DeepLearningExamples/PyTorch/Classification/RN50v1.5/README.md

# ResNet50 v1.5

## The model
The ResNet50 v1.5 model is a modified version of the [original ResNet50 v1 model](https://arxiv.org/abs/1512.03385).

The difference between v1 and v1.5 is that, in the bottleneck blocks which requires
downsampling, v1 has stride = 2 in the first 1x1 convolution, whereas v1.5 has stride = 2 in the 3x3 convolution.

This difference makes ResNet50 v1.5 slightly more accurate (~0.5% top1) than v1, but comes with a smallperformance drawback (~5% imgs/sec).

## Training procedure

### Optimizer

This model trains for 90 epochs, with standard ResNet v1.5 setup:

* SGD with momentum (0.9)

* Learning rate = 0.1 for 256 batch size, for other batch sizes we lineary
scale the learning rate.

* Learning rate decay - multiply by 0.1 after 30, 60, and 80 epochs

* For bigger batch sizes (512 and up) we use linear warmup of the learning rate
during first 5 epochs
according to [Training ImageNet in 1 hour](https://arxiv.org/abs/1706.02677).

* Weight decay: 1e-4

### Data Augmentation

This model uses the following data augmentation:

* For training:
  * Normalization
  * Random resized crop to 224x224
    * Scale from 8% to 100%
    * Aspect ratio from 3/4 to 4/3
  * Random horizontal flip

* For inference:
  * Normalization
  * Scale to 256x256
  * Center crop to 224x224

### Other training recipes

This script does not targeting any specific benchmark.
There are changes that others have made which can speed up convergence and/or increase accuracy.

One of the more popular training recipes is provided by [fast.ai](https://github.com/fastai/imagenet-fast).

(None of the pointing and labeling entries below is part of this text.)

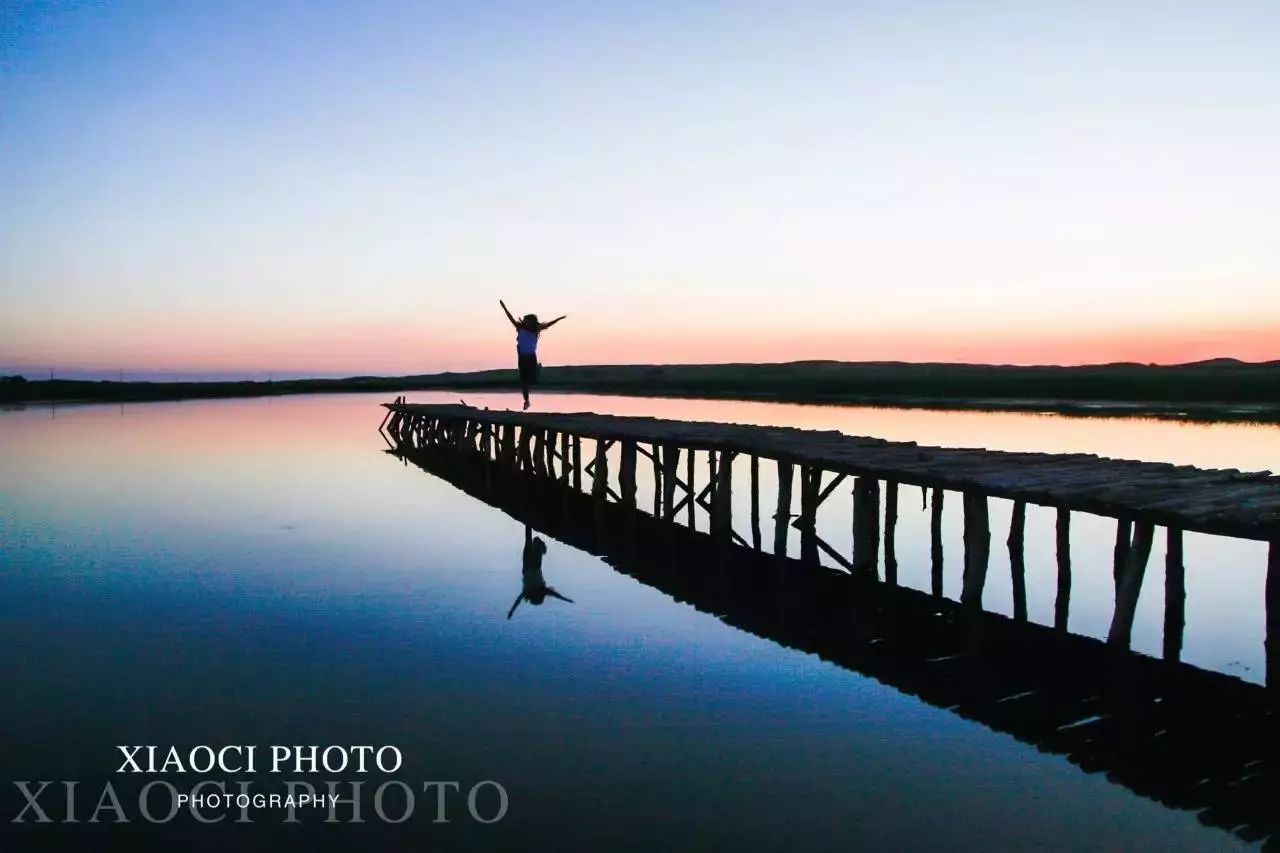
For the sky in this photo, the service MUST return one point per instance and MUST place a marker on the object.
(351, 187)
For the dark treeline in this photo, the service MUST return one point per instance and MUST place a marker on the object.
(1207, 388)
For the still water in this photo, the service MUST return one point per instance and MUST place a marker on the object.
(260, 571)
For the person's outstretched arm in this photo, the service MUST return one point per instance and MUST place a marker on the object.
(504, 310)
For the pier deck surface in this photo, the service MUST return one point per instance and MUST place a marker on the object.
(1229, 502)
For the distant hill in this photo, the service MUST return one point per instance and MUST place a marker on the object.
(1217, 387)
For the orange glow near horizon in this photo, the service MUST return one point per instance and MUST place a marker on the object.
(405, 350)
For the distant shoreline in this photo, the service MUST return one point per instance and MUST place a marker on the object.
(1214, 391)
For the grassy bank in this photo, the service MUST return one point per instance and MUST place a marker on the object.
(1208, 389)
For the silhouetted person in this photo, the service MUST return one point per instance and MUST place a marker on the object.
(528, 329)
(534, 588)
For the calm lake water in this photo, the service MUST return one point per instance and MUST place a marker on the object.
(259, 571)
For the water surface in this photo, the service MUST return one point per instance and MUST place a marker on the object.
(260, 571)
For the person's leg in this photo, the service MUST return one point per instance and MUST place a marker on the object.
(528, 369)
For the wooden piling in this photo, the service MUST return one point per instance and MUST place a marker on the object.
(1175, 596)
(670, 469)
(524, 460)
(1272, 605)
(1063, 600)
(755, 501)
(936, 541)
(689, 475)
(890, 529)
(865, 524)
(539, 451)
(977, 548)
(1016, 562)
(508, 445)
(565, 459)
(627, 474)
(549, 448)
(1130, 584)
(1120, 555)
(782, 516)
(808, 521)
(577, 463)
(722, 498)
(600, 470)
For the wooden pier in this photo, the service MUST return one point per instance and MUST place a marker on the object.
(1184, 737)
(580, 451)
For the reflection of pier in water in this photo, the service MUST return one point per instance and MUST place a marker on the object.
(1182, 735)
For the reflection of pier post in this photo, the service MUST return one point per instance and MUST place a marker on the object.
(1016, 562)
(1130, 584)
(782, 516)
(936, 542)
(890, 529)
(1272, 605)
(977, 548)
(1063, 602)
(1175, 596)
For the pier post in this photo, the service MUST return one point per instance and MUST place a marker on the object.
(808, 523)
(657, 480)
(977, 548)
(551, 454)
(711, 484)
(508, 445)
(867, 525)
(1272, 606)
(1120, 556)
(782, 516)
(1016, 561)
(1130, 584)
(693, 500)
(522, 457)
(627, 474)
(577, 464)
(1175, 596)
(539, 452)
(600, 471)
(755, 501)
(890, 528)
(670, 469)
(1063, 601)
(722, 498)
(936, 541)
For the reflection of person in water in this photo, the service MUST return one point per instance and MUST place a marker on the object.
(534, 588)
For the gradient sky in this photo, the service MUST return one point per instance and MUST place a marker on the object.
(351, 186)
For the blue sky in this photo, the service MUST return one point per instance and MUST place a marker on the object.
(332, 186)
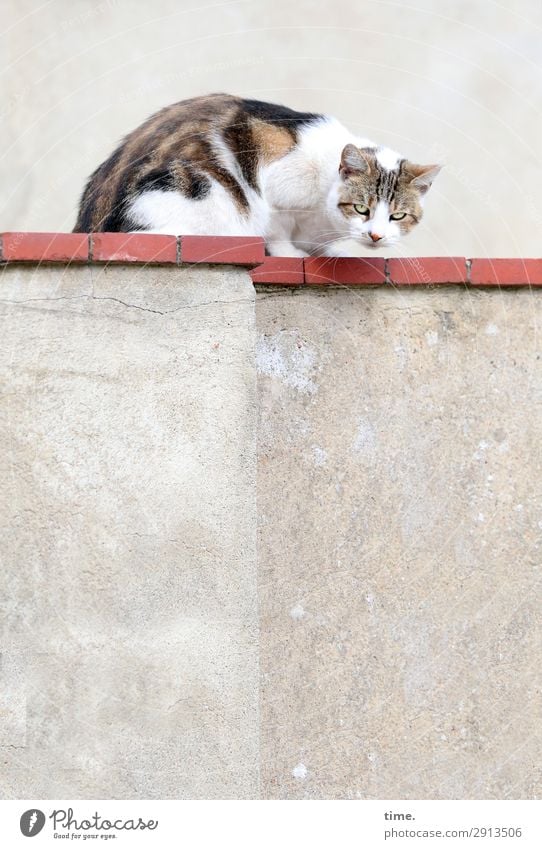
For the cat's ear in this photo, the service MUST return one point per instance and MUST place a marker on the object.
(422, 176)
(352, 161)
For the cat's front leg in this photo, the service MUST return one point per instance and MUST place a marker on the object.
(283, 248)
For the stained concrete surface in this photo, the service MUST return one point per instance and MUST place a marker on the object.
(129, 621)
(400, 525)
(390, 645)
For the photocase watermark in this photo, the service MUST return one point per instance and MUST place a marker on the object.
(32, 822)
(67, 826)
(167, 79)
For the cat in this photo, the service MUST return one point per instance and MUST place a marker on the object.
(224, 165)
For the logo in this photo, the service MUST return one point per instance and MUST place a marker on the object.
(32, 822)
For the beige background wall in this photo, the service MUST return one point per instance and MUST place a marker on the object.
(451, 80)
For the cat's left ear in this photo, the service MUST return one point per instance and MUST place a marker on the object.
(422, 175)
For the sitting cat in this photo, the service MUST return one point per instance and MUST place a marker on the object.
(221, 165)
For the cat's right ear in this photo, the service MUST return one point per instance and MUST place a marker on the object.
(352, 162)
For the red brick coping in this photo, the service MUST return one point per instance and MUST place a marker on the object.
(149, 249)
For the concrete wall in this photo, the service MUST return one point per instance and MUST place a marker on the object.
(392, 649)
(129, 635)
(451, 80)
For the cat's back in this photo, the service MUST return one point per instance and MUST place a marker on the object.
(186, 148)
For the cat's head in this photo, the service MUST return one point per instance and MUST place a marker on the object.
(379, 196)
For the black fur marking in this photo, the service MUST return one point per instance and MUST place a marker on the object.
(92, 190)
(158, 178)
(116, 221)
(280, 116)
(238, 137)
(198, 185)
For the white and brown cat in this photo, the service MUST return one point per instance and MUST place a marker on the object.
(222, 165)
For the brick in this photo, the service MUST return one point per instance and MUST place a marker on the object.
(427, 271)
(45, 247)
(506, 272)
(280, 271)
(148, 248)
(233, 250)
(344, 271)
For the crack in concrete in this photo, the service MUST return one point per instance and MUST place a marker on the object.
(130, 306)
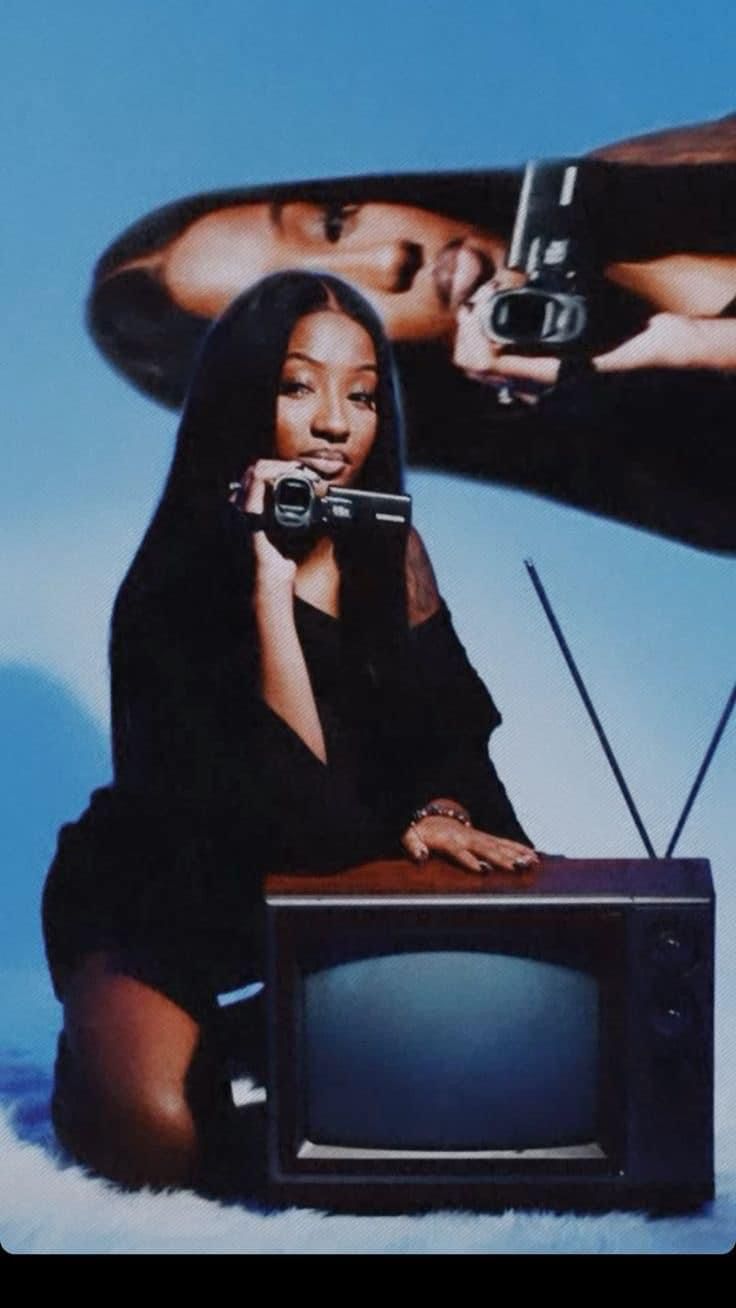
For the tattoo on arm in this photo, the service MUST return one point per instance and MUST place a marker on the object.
(421, 585)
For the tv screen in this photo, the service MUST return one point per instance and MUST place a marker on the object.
(451, 1049)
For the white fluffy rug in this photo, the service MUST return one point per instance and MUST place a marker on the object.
(47, 1206)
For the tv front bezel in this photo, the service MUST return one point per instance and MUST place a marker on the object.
(586, 924)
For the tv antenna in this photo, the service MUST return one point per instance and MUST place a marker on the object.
(603, 738)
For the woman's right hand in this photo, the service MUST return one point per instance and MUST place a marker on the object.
(272, 567)
(472, 849)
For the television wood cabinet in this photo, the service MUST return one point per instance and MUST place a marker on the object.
(537, 1039)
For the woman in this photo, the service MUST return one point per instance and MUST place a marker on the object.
(275, 705)
(645, 440)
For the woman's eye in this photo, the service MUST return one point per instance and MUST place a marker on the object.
(335, 219)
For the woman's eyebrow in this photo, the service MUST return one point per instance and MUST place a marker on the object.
(318, 362)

The fast.ai recipe introduces many changes to the training procedure, one of which is progressive resizing of the training images.

The first part of training uses 128px images, the middle part uses 224px images, and the last part uses 288px images.
The final validation is performed on 288px images.

Training script in this repository performs validation on 224px images, just like the original paper described.

These two approaches can't be directly compared, since the fast.ai recipe requires validation on 288px images,
and this recipe keeps the original assumption that validation is done on 224px images.

Using 288px images means that a lot more FLOPs are needed during inference to reach the same accuracy.


# Setup
## Requirements

Ensure you meet the following requirements:

* [NVIDIA Docker](https://github.com/NVIDIA/nvidia-docker)
* [PyTorch 18.09-py3 NGC container](https://ngc.nvidia.com/registry/nvidia-pytorch) or newer
* (optional) NVIDIA Volta GPU (see section below) - for best training performance using mixed precision

For more information about how to get started with NGC containers, see the
following sections from the NVIDIA GPU Cloud Documentation and the Deep Learning
DGX Documentation:
* [Getting Started Using NVIDIA GPU Cloud](https://docs.nvidia.com/ngc/ngc-getting-started-guide/index.html)
* [Accessing And Pulling From The NGC Container Registry](https://docs.nvidia.com/deeplearning/dgx/user-guide/index.html#accessing_registry)
* [Running PyTorch](https://docs.nvidia.com/deeplearning/dgx/pytorch-release-notes/running.html#running)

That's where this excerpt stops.